In 2013, Mel had a Tom Sawyer moment to listen in on his own eulogies. As he endured a grave health crisis, some of us sent out an informal request for get-well emails. Within two hours, we had received 150 messages. Another four-or-five-hundred arrived over the next few days. Former Young Judaeans and Hebrew School students from the 1950s through the 2010s – and their parents – wrote moving letters filled with hilarious stories and powerful testimonials about how this one guy inspired them to change their lives, embrace Judaism, commit to Zionism, move to Israel, become educators or psychologists or whatever – and become better versions of who they might otherwise have been. It was an extraordinary chain letter of prose poetry proving how much one teacher can change the world – and how much this one person did.

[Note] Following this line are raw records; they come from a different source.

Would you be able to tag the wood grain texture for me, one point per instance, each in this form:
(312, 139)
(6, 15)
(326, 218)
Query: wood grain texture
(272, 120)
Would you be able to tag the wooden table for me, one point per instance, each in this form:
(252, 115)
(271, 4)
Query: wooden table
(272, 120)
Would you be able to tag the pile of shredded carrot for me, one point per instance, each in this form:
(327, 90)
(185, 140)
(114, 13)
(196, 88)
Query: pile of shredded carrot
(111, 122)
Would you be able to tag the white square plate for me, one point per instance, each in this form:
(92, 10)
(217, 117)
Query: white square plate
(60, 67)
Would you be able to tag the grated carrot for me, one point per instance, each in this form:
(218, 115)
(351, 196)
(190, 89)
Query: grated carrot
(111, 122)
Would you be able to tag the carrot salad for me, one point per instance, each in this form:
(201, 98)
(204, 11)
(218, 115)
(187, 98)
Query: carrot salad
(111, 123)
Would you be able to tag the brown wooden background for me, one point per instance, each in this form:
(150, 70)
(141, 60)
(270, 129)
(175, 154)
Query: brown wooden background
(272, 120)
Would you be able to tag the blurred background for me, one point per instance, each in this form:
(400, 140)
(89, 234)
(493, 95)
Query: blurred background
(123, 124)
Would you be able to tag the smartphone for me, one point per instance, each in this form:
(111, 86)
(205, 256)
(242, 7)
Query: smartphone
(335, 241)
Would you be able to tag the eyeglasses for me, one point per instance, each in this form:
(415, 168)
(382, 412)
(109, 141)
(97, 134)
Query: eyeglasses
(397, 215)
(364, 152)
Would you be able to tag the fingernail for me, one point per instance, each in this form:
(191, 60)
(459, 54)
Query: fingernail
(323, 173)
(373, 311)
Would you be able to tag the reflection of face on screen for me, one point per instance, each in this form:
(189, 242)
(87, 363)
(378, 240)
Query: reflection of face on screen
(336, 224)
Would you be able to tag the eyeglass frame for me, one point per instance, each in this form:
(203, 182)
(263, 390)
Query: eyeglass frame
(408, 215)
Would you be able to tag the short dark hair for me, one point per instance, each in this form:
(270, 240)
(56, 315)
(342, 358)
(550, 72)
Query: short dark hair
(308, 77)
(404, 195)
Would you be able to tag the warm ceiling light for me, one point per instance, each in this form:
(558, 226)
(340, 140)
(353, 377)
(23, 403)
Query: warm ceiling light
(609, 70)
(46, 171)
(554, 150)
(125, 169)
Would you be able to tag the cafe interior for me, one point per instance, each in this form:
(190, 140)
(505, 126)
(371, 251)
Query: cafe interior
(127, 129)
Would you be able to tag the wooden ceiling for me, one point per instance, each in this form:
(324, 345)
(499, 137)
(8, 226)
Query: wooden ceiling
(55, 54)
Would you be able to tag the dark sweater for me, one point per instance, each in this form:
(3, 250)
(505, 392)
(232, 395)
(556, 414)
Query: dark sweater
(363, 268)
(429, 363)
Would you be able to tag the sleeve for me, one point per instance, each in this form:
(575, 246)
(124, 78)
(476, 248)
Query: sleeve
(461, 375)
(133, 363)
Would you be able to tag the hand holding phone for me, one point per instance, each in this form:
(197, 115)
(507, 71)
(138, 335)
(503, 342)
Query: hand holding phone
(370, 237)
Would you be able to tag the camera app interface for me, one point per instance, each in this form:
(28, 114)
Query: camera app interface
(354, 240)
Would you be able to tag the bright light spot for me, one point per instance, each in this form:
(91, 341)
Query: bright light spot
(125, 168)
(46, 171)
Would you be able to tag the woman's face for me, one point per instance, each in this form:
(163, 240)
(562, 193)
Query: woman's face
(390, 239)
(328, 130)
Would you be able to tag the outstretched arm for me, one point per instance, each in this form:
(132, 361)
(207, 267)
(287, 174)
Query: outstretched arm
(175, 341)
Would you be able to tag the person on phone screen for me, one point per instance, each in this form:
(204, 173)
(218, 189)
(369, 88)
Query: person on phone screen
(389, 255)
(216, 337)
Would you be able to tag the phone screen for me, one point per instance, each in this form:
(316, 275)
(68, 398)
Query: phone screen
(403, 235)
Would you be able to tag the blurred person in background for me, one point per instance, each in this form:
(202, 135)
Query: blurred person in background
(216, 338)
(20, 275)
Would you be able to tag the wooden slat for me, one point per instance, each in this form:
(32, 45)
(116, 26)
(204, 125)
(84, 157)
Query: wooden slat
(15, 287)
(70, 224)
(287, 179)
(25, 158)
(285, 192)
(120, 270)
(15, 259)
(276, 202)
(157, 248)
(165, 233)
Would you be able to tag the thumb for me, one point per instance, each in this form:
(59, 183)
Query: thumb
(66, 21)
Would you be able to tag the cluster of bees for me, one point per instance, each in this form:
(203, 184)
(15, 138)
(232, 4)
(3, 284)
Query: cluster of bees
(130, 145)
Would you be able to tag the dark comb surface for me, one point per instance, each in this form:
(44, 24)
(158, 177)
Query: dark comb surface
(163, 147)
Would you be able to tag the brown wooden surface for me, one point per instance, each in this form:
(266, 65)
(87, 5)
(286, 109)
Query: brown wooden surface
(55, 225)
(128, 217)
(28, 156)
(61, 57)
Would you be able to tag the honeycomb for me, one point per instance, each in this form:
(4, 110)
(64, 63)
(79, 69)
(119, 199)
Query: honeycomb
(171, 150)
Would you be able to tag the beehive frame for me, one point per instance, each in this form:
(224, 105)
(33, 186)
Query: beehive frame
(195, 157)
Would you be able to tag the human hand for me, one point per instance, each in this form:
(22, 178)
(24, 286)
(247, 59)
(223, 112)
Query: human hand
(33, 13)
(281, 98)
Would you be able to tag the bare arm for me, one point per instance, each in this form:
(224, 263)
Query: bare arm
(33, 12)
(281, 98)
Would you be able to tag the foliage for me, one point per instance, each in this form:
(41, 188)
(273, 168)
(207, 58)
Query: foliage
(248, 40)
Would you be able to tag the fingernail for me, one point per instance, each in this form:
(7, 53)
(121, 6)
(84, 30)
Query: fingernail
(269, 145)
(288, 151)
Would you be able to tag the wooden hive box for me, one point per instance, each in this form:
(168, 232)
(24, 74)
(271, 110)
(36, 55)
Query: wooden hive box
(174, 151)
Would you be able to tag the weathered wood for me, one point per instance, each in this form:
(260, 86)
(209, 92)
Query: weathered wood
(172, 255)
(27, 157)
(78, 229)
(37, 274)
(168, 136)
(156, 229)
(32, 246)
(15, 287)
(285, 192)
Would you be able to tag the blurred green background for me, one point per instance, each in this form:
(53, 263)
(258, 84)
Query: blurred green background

NEVER HAVING met a shtick he didn’t like – or didn’t beat to death – Mel used his antics as he aged to assure us he was OK. On what turned out to be our last phone call, he was as witty as ever (or not), saying yet again that every day he wakes up singing “yesh li yom, yom chag” – every day is a holiday – and all the neighbors still shout out their reply: “Halleluyah.” On his deathbed in Hadassah Hospital, when his loving granddaughter asked him if he was comfortable, he replied – yet again – “I make a living.”
Mel children, who generously shared him with so many of us, mourn the passing of a beloved father and grandfather. We, his extended family, mourn the loss of this special person, this larger-than-life phenomenon. But we also mourn this symbol of a more insecure era in American Jewry, of a more romanticized Israel, and of the ongoing magic we all can make by caring more about who we once were as a people, who we are today, and what we are capable of becoming.